Is this a bug fix or an optimization? The commit text doesn't tell me.


I would say both.

optimization as it avoids the need to go through the hpd_event thread
processing.

bug fix because once you go through the hpd event thread processing it
exposes and often breaks the already fragile hpd handling state machine
which can be avoided in this case.

Please add a description for the particular issue that was observed
and how it is fixed by the patch.

Otherwise consider there to be an implicit NAK for all HPD-related
patches unless it is a series that moves link training to the enable
path and drops the HPD state machine completely.

I really mean it. We should stop beating a dead horse unless there is
a grave bug that must be fixed.


I think the commit message is explaining the issue well enough.

This was not fixing any issue we saw to explain you the exact scenario
of things which happened but this is just from code walkthrough.

Like kuogee wrote, hpd event thread was there so handle events coming
out of the hpd_isr for internal hpd cases. For the hpd_notify coming
from pmic_glink or any other extnernal hpd cases, there is no need to
put this through the hpd event thread because this will only make things
worse of exposing the race conditions of the state machine.

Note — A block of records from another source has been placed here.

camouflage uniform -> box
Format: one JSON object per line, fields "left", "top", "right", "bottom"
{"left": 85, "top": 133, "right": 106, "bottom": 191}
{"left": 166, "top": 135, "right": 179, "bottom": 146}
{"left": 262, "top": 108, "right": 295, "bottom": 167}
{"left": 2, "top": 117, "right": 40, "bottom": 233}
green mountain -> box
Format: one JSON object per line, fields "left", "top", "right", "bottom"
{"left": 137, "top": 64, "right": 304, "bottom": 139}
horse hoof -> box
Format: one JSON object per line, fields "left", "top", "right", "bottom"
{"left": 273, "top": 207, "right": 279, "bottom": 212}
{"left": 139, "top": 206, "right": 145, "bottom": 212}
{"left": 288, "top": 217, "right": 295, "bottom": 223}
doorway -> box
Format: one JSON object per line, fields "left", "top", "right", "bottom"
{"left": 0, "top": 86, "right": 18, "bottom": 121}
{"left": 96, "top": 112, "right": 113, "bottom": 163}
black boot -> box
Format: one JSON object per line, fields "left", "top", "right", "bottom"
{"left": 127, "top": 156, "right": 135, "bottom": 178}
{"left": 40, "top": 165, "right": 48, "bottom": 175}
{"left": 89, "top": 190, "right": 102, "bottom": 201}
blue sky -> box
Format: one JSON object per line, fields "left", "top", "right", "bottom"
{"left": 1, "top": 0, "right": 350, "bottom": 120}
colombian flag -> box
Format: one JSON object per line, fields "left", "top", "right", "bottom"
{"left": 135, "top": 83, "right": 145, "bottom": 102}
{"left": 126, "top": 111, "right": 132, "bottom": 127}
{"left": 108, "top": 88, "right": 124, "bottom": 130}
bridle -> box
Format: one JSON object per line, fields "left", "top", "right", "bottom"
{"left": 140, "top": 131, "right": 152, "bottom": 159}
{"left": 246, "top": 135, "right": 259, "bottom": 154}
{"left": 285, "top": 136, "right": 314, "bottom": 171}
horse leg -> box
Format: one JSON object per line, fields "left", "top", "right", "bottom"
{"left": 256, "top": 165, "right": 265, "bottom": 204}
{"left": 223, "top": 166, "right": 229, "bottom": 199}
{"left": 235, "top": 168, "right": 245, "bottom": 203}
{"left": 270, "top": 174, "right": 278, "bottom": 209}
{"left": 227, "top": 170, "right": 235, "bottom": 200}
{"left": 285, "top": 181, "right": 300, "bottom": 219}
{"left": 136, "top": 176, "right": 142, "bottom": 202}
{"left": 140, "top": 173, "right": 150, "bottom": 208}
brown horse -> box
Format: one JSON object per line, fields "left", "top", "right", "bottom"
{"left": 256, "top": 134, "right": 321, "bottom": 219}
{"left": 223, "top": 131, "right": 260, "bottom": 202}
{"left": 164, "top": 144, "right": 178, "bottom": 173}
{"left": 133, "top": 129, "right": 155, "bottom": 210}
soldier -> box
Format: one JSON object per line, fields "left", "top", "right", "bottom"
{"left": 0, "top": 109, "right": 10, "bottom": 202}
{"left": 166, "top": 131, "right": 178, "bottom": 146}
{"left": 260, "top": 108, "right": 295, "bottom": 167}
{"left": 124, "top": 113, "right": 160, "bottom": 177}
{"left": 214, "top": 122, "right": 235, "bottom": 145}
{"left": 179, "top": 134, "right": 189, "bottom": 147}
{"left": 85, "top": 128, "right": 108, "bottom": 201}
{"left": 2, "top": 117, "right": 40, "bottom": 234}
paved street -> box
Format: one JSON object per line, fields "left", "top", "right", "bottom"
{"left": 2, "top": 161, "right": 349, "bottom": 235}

Moving link training to enable and removal of hpd event thread will be
worked on but delaying obvious things we can fix does not make sense.

From the commit message this feels like an optimisation rather than a
fix. And granted the fragility of the HPD state machine, I'd prefer to
stay away from optimisations. As far as I understood from the history
of the last revert, we'd better make sure that HPD handling goes only
through the HPD event thread.


I think you are mixing the two. We tried to send the events through DRM's hpd_notify which ended up in a bad way and btw, thats still not resolved even though I have seen reports that things are fine with the revert, we are consistently able to see us ending up in a disconnected state with all the reverts and fixes in our x1e80100 DP setup.

I plan to investigate that issue properly in the next week and try to make some sense of it all.

In fact, this patch is removing one more user of the hpd event thread which is the direction in which we all want to head towards.

On whether this is an optimization or a bug fix. I think by avoiding hpd event thread (which should have never been used for hpd_notify updates, hence a bug) we are avoiding the possibility of more race conditions.

So, this has my R-b and it holds. Upto you.